Shell fragments are important components of many modern and fossil marine benthic ecosystems (Zuschin et al., 2003). They are very common in modern death assemblages (Tauber, 1942; Hollmann, 1968; Pilkey et al., 1969; Zuschin and Hohenegger, 1998; El-Gendy et al. 2015). In general, fragmentation is associated with high-energy environments such as beaches and tidal channels (Parsons and Brett, 1991), although Best and Kidwell (2000) observed high levels of fragmentation in all environments, even those with low energy. Fragmentation is potentially derived from a range of both physical and biological processes (Zuschin et al., 2003).

Physical agents consider the primary agent determining fragmentation in the study area, where Red Sea waters have high currents and tidal range. Also, fragmentation process may come next to other preceding operations such as abrasion and bioerosion that may reduce the density and thickness of the shells and consequently facilitate breaking. Predators and other organisms are other likely agents of fragmentation in such environment.

Shell holes, caused by bird pickings (Fig. 4A-F) were observed in many specimens (n=35) of the studied shells. Previously, MacArthur and Wilson (1967) have noted the importance of bird attack in fragmentation processes. Predators (biological factor) are enhanced fragmentation and should take into account in taphonomic studies and depend mainly on shell strength (Zuschin et al., 2003).

The recorded gastropods showing fragmentation by bird pickings are Hexaplex kuesterianus, Cypraea annulus and Cerithium caeruleum (Fig. 4A-C) and the bivalve ones are Asaphis violascens, Anadara antiquata and Acrosterigma lacunose (Fig. 4D-F).

Abrasion

Abrasion is another important taphonomic process, being probably associated with shell damages (Kotzian and SimAes, 2006). Shell abrasion is often associated with physical transport, but it also can occur when the predator uses its radula and/or shell to abrade the shelled prey (Glaub et al., 2007). In the present study, abrasion is seen in the loss of surfaces ornamentation such as growth lines and radial ribs of the following bivalves and gastropods: Glycymeris pectunculus, G. livida, Marcia flammea and Ancilla (Sparella) castanea (Fig. 4G-M); by a mottling of the shell surface and a lack of luster on the inner surface (Fig. 4G and O). The processes of abrasion often leave shells with a glassy appearance (Driscoll and Weltin, 1973).

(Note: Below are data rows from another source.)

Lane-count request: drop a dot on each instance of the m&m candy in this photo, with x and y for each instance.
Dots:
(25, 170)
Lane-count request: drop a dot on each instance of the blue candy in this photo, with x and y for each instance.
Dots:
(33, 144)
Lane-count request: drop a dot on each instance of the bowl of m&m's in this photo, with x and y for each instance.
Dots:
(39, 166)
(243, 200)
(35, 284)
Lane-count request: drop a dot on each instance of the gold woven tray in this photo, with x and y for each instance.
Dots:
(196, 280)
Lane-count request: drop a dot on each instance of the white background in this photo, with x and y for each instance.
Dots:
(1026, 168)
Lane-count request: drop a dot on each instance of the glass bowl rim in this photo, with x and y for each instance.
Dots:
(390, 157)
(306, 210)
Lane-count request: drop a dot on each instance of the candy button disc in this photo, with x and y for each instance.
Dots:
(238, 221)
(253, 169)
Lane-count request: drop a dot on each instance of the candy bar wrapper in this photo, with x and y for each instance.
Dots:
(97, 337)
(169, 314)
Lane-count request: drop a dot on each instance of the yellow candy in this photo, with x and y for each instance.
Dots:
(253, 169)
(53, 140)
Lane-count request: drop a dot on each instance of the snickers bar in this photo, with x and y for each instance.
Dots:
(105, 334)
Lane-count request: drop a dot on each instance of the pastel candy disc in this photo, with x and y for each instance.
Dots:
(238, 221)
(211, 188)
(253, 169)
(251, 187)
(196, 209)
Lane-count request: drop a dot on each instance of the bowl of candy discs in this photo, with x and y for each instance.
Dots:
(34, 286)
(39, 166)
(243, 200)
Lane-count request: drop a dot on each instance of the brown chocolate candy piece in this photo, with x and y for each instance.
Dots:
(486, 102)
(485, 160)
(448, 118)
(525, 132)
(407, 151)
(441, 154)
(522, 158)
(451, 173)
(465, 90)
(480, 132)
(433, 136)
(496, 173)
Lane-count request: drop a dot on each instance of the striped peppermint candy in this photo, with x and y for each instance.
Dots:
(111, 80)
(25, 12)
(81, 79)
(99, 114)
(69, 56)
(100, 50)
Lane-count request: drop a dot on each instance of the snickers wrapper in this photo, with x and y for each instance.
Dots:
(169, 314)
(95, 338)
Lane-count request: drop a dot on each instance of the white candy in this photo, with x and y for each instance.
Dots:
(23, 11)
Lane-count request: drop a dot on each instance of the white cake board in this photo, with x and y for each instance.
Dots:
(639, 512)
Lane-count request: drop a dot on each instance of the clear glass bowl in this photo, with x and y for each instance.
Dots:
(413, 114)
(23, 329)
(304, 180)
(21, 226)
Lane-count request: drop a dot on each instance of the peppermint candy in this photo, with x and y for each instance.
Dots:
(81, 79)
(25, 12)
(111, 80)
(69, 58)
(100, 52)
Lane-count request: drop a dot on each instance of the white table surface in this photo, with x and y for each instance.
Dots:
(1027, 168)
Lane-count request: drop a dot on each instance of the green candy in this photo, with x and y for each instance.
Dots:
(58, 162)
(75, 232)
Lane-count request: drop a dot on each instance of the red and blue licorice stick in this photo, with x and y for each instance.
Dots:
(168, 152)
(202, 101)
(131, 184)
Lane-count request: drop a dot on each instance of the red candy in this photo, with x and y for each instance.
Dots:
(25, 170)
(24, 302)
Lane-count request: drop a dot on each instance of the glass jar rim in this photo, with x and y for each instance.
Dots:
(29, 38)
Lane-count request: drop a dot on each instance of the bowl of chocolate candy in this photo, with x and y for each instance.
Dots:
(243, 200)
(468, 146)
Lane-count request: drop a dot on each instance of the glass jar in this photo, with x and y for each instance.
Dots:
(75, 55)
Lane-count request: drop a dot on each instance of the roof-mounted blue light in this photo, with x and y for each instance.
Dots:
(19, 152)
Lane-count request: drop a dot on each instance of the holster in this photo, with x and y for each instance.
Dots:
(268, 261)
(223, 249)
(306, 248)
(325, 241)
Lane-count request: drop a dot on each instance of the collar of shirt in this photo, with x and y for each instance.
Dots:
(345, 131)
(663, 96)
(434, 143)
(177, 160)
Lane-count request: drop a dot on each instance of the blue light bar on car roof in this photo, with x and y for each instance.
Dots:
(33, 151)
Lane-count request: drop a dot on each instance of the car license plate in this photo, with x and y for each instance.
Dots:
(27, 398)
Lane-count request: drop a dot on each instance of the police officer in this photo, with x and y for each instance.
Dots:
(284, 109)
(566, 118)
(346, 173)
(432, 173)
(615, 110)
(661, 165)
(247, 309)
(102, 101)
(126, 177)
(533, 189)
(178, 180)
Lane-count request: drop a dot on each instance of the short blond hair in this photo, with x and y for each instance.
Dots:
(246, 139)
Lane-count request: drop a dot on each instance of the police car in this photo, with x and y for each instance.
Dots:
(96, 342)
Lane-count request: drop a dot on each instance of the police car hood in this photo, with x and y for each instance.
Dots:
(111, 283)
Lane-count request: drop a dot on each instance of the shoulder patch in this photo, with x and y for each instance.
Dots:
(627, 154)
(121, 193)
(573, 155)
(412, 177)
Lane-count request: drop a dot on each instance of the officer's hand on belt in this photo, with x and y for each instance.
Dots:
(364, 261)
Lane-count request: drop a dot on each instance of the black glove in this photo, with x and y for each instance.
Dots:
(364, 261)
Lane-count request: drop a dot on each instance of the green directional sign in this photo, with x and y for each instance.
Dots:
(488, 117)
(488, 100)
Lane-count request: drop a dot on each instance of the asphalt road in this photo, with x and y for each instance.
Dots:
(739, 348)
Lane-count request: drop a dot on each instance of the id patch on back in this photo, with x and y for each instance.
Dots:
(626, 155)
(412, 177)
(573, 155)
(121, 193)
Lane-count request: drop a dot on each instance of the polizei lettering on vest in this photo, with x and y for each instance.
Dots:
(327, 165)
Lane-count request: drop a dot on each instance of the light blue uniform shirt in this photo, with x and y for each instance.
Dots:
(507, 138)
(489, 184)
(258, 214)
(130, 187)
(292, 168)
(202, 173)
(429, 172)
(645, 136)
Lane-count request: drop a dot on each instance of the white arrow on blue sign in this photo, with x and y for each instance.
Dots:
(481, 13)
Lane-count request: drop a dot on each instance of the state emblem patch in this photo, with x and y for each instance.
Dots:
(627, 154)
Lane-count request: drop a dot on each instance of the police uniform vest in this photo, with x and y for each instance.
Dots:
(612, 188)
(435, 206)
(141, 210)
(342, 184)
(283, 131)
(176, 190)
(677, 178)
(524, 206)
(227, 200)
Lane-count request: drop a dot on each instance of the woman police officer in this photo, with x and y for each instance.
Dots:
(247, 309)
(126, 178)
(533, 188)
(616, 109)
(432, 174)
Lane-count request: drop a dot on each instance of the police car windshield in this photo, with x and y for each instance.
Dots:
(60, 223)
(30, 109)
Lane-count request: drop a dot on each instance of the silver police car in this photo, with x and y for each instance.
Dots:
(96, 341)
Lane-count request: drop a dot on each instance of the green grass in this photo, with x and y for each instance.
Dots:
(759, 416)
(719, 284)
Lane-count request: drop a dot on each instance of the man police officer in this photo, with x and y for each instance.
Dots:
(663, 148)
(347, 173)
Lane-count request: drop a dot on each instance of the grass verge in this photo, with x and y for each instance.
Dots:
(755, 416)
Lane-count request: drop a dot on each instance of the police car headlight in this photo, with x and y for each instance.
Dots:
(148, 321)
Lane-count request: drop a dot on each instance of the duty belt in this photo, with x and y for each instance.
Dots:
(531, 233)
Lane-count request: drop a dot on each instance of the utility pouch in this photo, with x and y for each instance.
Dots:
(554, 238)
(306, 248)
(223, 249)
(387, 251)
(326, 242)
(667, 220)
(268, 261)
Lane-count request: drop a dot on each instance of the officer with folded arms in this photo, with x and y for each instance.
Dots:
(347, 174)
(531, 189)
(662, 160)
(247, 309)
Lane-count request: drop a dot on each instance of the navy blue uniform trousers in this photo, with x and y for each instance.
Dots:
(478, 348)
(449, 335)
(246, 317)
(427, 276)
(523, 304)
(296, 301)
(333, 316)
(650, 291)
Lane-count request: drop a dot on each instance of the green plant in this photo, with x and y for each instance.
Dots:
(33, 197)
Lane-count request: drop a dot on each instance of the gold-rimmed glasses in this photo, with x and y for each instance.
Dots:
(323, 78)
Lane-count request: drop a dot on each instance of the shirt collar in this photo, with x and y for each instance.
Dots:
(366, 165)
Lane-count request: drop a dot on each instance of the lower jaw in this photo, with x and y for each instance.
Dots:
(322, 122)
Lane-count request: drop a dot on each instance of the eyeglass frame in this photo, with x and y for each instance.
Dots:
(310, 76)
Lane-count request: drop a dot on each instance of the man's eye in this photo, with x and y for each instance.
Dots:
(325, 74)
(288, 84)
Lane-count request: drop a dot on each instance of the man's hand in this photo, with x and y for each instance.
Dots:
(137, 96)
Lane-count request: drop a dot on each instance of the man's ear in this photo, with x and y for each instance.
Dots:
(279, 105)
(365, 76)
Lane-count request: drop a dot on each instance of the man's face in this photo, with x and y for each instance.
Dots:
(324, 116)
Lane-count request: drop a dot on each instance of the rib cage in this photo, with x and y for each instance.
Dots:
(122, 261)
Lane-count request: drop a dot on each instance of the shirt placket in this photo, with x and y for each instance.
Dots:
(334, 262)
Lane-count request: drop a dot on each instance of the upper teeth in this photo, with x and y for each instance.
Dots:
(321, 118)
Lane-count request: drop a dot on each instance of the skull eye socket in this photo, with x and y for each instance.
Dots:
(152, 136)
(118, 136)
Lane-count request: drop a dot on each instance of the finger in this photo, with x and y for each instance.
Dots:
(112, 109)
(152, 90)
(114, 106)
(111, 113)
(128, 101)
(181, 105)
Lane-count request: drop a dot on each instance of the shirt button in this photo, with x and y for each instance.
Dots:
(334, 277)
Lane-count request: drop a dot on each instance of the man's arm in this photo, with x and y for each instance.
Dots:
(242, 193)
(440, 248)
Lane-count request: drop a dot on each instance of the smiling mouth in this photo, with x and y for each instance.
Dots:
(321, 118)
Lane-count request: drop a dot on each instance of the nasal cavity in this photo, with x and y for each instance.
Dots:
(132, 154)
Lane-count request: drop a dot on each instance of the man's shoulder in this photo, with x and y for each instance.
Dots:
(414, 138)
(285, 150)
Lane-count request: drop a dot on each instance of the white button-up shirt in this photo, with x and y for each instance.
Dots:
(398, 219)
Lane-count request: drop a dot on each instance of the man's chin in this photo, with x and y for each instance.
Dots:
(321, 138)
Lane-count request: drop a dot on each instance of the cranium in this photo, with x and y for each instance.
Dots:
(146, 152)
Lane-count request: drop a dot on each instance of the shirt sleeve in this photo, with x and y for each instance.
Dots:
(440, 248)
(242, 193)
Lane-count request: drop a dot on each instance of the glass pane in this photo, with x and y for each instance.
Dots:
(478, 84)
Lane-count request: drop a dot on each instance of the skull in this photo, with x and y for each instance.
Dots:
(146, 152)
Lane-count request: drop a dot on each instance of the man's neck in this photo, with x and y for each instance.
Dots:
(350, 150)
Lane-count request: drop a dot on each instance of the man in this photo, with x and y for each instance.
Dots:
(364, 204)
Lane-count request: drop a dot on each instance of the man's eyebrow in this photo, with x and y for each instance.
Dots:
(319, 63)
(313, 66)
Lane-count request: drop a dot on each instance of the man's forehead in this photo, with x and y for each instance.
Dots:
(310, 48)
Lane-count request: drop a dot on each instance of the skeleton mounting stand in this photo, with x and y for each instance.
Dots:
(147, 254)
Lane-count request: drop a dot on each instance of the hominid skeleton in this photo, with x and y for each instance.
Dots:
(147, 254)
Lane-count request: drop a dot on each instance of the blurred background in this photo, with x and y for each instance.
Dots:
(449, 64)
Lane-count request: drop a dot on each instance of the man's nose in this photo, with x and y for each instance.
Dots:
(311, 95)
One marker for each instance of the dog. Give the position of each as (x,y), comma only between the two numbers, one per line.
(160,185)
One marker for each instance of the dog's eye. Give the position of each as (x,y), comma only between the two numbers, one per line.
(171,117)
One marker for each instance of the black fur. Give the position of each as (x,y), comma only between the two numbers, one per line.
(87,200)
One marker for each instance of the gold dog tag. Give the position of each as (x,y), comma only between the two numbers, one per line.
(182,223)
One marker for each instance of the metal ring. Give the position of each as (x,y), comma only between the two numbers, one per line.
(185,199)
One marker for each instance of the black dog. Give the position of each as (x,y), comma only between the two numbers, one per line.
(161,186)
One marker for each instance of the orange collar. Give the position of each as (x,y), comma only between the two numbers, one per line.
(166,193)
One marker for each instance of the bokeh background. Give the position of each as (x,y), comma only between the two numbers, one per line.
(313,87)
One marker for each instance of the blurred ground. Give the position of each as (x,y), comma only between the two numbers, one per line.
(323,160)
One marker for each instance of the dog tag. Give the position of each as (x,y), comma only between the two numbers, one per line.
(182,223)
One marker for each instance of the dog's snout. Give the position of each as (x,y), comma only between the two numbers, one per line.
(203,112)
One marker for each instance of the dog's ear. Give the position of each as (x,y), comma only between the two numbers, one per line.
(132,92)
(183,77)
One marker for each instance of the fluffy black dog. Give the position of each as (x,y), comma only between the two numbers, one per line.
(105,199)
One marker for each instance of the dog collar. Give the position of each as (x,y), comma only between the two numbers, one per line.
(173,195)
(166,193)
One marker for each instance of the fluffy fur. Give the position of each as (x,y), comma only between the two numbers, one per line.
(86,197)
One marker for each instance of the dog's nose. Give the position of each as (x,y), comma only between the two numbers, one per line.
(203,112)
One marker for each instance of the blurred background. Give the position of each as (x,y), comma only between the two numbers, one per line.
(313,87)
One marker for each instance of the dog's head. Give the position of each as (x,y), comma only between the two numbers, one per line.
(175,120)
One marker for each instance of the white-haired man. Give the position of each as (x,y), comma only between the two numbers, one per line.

The hard rocky shore area of Al Qweh lagoon exhibits considerably higher levels of abrasion than the other studied sandy shores. Mechanical abrasion results from the movement of the shells on the substrate and due to imbricate over each other's by wave actions. Shells on hard grounds are exposed to current and wave activity for longer periods of time, and therefore, hard ground samples tend to display greater mechanical abrasion.

The loss of color occurs when the outer layers of the shell are either abraded off, or the colors simply fade with time. Color loss is higher on average on the hardground substrates than at sand-bottom sites.

CONCLUSIONS

The coastline of the northern Red Sea coast is rich with intertidal molluscan shells that are affected by several taphonomic processes, such as disarticulation, encrustation, bioerosion, abrasion and fragmentation. The bivalve accumulation is totally dominated by disarticulated valves, except very few which are articulated. Fragmentation is mainly caused mechanically and the biological one is somewhat effectible due to increase energy gradient in the study area. Encrustation was common in molluscan shells by balanoids, polychaete tubes, some ontogenically bivalve shells and bryozoa. Balanoid barnacles represent the most common encrusters, and are probably the most abundant ones in the terms of area occupied and skeletal biomass. Bioerosion traces are predominately of clionid sponges and gastropods. Abrasion is observed in the loss of surfaces ornamentation and loss of shells color. Abrasion increased in rocky shore of Al Qweh lagoon.

ACKNOWLEDGEMENTS

This work was funded by the Deanship of Scientific Research, College of Science Research Center, King Saud University, to whom the authors are greatly thankful.